3 questions about externalizing…
1. Where to put the Cutoff?
According to the doc there is a line in the sand for what to put into external storage and what to keep in the db. This line is adjusted with $ExternalStorageCutoffSize
. So there is a default value but how is that selected. There is of course plenty of things to consider when selecting where to put this line. But thinking about this I consider moving virtually everything out of the db and into regular files. What are the penalties of this?

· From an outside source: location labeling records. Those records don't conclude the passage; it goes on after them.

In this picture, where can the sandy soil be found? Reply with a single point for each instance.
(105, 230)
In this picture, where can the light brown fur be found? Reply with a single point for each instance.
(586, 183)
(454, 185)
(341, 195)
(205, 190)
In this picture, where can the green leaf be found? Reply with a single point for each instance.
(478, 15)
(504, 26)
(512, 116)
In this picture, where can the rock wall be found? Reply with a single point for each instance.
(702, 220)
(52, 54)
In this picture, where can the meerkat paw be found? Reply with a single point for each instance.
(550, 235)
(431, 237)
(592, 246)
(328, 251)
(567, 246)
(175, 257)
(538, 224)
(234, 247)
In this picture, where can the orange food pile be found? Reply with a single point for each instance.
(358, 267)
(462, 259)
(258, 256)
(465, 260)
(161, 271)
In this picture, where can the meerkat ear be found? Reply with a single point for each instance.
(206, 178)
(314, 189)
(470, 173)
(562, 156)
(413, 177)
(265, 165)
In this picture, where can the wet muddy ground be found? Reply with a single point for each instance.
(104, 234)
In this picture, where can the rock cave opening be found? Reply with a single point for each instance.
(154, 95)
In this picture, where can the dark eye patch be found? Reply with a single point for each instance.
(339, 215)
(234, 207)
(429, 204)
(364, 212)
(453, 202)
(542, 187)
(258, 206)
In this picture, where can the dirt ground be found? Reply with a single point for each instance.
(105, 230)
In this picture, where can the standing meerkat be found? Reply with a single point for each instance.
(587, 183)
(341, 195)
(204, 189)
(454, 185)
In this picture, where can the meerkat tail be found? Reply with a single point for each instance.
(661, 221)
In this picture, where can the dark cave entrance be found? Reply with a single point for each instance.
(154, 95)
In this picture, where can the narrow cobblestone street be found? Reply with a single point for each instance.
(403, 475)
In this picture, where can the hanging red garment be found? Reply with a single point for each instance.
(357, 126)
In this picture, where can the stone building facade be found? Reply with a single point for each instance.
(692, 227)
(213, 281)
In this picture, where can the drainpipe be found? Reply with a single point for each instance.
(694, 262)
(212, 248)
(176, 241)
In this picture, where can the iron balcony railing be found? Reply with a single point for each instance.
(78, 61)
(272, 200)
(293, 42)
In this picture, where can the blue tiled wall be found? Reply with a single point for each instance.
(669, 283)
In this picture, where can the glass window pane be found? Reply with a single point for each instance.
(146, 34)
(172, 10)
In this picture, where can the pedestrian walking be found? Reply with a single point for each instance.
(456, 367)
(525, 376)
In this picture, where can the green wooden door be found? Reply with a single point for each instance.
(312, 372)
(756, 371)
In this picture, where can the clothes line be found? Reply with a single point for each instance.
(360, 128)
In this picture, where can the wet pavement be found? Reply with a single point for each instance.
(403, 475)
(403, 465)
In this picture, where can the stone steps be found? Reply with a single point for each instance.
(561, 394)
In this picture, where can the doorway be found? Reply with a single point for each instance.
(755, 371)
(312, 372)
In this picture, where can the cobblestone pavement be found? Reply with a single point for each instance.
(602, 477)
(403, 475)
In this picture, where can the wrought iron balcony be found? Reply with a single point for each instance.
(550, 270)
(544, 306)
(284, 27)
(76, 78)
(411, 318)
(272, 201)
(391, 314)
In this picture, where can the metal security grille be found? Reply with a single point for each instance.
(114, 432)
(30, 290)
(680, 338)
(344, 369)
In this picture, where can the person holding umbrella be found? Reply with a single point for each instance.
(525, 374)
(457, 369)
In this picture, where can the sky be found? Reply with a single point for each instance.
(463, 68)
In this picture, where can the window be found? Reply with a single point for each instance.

Without knowing exactly how the size is calculated I assumed that it was the size of Content
and produced the following query to get an idea about where to put the limit:
mysql> SELECT
-> digits,
-> cnt,
-> FLOOR(POW(10,digits+0.5)*cnt) AS sum_bytes,
-> FLOOR(POW(10,digits+0.5)*cnt/(1024*1024)) AS sum_Mb,
-> FLOOR(POW(10,digits+0.5)*cnt/(1024*1024*1024)) AS sum_Gb
-> FROM (
-> SELECT
-> FLOOR(LOG10(CHAR_LENGTH(Content))) as digits,
-> count(*) AS cnt
-> FROM Attachments
-> GROUP BY 1
-> ORDER BY 1) foo;
+--------+--------+-------------+--------+--------+
| digits | cnt | sum_bytes | sum_Mb | sum_Gb |
+--------+--------+-------------+--------+--------+
| NULL | 375821 | NULL | NULL | NULL |
| 0 | 19620 | 62043 | 0 | 0 |
| 1 | 55758 | 1763222 | 1 | 0 |
| 2 | 837271 | 264768337 | 252 | 0 |
| 3 | 612762 | 1937723583 | 1847 | 1 |
| 4 | 41616 | 1316013471 | 1255 | 1 |
| 5 | 25654 | 8112507109 | 7736 | 7 |
| 6 | 7971 | 25206515229 | 24038 | 23 |
| 7 | 114 | 3604996532 | 3437 | 3 |
+--------+--------+-------------+--------+--------+
9 rows in set, 16432 warnings (4 min 3,97 sec)
- The log-column is the
length-1
of the size of Content, in other words The size of the row. - The cnt-column is the count of rows of a specific size.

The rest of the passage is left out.